Es mi derecho, y no voy a renunciar a ello
Pasada la pandemia, con las mascarillas, y la Navidad sin regalar besos, reclamo y exijo el regreso de los encostipados. Reclamo el derecho a estar enfermo, pero enfermo benigno. Reclamo el derecho a medio pensar, en la cama estando, que bien que estamos cuando tenemos la energía normal, para correr, subir escaleras, morirse de risa.
Reclamo el derecho a decir que estás no lo suficientemente mal pero no lo suficiente bueno, reclamo el derecho a tener a alguien que te pueda decir, al menos, que te hará un caldo, que debes descansar.
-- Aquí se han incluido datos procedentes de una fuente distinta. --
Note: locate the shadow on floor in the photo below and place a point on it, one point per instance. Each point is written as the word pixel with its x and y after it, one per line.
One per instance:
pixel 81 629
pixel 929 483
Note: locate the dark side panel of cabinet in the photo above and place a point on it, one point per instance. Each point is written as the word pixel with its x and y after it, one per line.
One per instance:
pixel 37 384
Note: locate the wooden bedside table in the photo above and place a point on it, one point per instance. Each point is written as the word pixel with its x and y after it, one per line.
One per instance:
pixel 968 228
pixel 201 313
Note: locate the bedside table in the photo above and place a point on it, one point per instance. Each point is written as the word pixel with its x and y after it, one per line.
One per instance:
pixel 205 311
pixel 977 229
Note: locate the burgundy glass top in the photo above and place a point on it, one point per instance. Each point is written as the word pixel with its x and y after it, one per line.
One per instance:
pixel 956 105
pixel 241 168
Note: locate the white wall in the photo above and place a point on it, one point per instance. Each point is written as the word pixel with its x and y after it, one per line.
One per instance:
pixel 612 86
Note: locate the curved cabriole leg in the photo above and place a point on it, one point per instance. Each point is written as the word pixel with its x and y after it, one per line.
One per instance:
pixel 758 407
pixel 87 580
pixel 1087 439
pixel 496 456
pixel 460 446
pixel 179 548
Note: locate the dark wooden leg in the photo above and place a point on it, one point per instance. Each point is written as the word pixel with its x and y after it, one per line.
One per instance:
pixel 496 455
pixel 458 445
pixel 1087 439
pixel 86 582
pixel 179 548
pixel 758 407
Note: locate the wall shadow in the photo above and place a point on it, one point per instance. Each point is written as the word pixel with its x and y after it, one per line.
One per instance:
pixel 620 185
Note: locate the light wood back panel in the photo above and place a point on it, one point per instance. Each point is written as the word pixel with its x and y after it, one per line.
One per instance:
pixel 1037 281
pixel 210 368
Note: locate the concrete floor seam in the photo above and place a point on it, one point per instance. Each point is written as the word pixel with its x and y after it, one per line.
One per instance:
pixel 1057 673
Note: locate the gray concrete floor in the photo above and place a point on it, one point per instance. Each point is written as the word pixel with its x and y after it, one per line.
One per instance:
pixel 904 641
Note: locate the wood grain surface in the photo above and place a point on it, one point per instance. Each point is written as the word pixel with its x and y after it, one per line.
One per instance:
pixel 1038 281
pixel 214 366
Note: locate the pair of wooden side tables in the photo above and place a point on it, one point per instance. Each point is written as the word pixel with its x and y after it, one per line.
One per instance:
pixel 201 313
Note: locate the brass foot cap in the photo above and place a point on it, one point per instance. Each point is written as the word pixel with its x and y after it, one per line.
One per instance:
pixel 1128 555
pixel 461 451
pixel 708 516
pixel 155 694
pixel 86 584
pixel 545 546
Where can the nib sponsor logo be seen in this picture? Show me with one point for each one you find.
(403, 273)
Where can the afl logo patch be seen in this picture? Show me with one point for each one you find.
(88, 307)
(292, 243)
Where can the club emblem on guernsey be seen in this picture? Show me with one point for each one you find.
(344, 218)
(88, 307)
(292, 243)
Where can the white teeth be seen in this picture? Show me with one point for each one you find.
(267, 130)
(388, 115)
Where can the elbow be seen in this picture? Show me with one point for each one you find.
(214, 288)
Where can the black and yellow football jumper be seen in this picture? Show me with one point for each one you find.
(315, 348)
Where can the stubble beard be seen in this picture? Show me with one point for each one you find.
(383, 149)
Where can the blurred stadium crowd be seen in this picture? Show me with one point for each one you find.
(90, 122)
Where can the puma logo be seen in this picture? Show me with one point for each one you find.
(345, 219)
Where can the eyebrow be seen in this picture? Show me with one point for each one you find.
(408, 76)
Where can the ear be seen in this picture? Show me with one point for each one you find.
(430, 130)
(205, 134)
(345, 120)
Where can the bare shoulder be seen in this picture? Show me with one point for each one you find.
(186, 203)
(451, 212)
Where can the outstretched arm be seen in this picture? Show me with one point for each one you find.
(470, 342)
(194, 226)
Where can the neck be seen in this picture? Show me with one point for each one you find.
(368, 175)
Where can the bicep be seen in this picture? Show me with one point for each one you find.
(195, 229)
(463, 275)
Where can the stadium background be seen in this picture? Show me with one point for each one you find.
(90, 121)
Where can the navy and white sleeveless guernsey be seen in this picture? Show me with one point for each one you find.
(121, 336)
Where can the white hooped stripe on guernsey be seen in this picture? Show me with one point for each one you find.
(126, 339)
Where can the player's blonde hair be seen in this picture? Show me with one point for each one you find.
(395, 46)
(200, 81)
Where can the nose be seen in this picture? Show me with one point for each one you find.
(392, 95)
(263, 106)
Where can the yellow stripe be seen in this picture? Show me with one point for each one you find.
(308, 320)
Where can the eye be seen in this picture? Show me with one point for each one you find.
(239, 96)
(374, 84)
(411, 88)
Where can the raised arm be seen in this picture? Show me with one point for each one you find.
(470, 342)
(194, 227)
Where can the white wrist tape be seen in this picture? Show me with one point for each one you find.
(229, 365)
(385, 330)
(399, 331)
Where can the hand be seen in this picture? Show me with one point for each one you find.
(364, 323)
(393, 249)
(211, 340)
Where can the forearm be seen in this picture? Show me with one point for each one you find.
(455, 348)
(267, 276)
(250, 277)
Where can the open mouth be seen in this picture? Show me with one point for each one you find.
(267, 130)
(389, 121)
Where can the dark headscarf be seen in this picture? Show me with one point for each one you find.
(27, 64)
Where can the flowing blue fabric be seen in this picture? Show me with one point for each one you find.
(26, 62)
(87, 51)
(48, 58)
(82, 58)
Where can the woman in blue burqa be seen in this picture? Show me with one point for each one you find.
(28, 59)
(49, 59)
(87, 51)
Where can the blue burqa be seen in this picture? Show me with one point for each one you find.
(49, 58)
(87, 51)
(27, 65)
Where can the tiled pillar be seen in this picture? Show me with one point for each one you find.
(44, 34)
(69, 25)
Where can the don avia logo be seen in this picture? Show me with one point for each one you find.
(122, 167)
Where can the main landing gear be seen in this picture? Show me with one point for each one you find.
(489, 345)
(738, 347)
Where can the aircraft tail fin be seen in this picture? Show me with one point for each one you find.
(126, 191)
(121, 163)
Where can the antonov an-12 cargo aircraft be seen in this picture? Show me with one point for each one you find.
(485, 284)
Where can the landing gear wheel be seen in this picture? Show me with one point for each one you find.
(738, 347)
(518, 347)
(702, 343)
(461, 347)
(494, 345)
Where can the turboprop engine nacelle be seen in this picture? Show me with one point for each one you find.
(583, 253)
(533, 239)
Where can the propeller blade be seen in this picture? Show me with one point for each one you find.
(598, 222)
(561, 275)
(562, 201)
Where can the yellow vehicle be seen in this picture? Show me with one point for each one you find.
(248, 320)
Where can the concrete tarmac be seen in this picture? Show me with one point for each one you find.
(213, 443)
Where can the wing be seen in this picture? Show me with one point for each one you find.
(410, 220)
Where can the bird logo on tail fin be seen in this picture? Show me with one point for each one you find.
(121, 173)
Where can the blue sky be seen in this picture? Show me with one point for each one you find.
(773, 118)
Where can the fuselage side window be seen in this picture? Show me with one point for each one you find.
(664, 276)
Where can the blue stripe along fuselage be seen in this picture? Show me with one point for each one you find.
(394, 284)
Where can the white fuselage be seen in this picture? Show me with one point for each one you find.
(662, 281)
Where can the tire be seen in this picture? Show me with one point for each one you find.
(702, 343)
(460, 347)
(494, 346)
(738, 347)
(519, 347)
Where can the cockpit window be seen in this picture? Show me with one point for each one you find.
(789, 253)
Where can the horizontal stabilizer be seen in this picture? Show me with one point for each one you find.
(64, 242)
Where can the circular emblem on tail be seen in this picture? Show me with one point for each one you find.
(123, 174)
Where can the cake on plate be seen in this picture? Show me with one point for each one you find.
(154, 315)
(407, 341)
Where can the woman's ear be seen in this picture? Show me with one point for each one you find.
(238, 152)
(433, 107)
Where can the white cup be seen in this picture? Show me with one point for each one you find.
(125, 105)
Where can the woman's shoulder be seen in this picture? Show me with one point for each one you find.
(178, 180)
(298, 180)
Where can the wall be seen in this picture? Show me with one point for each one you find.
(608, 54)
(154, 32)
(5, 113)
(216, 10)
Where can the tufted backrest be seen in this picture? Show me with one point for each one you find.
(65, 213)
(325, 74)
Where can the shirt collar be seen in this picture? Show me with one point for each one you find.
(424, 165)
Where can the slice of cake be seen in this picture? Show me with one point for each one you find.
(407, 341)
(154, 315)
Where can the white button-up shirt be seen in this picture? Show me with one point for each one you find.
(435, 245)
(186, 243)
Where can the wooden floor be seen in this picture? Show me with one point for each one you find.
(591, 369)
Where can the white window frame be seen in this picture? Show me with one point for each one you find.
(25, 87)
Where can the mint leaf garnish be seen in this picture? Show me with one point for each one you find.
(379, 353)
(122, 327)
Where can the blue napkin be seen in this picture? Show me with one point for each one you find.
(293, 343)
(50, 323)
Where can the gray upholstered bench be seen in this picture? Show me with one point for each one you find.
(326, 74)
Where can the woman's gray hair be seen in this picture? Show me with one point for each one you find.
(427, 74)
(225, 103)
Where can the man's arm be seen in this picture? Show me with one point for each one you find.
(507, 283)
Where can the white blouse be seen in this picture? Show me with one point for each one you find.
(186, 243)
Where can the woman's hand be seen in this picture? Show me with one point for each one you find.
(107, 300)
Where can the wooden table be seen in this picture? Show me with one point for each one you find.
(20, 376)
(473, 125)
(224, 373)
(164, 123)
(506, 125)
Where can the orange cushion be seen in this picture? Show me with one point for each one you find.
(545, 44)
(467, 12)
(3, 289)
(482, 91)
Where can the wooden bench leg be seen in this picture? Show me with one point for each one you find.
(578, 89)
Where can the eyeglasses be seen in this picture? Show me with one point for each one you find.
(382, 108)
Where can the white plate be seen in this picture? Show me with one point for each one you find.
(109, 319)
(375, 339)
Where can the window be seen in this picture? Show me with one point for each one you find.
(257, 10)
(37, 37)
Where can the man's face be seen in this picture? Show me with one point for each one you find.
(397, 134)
Reclamo los consejos inútiles: “Abrígate, haz cama, cebolla, limón”. Reclamo una gripe de estómago, lo mejor detox antes o después de fiestas. Reclamo poder quedarse en casa y que no ocurra nada. Ninguna culpa, ningún sufrimiento por si no se creen. Despertar en los demás el deseo de ser encomendado, para poder hacer cama o hacer sofá, como el gato, como tú, ir tosiendo e irse mocando. Un día de enfermo, con arroz de enfermo, cajas de medicamentos en la mesita, al final aburrimiento, porque los ojos pesan demasiado para leer. Reclamo el derecho de los niños a quedarse en la cama, pero que, por favor, la cama sea la propia y haya un padre o una madre o una abuela o un abuelo haciendo vida cotidiana allí, en esa casa. Que puedan oír el rumor mortecino de la tele en el comedor, y el trasiego del día a día, tan ajeno desde el encostado. La vida que sigue sin ti. Saber que todo lo urgente esperará. Que alguien venga y te tape y pruebe la frente y diga que tienes febrícula. Sentir los anuncios de comida y pensar que vas a vomitar.
Reclamo una parcela de vida ideal. El derecho al encostado, así, como ese que yo tengo ahora. Sentirse no lo suficientemente enfermo para no disfrutar, ni lo suficientemente sano para ir a trabajar. Pijama, calcetines, crocos, el verbo acolchar. Reclamo desesperadamente el derecho al beso en la frente. Y no pido tanto.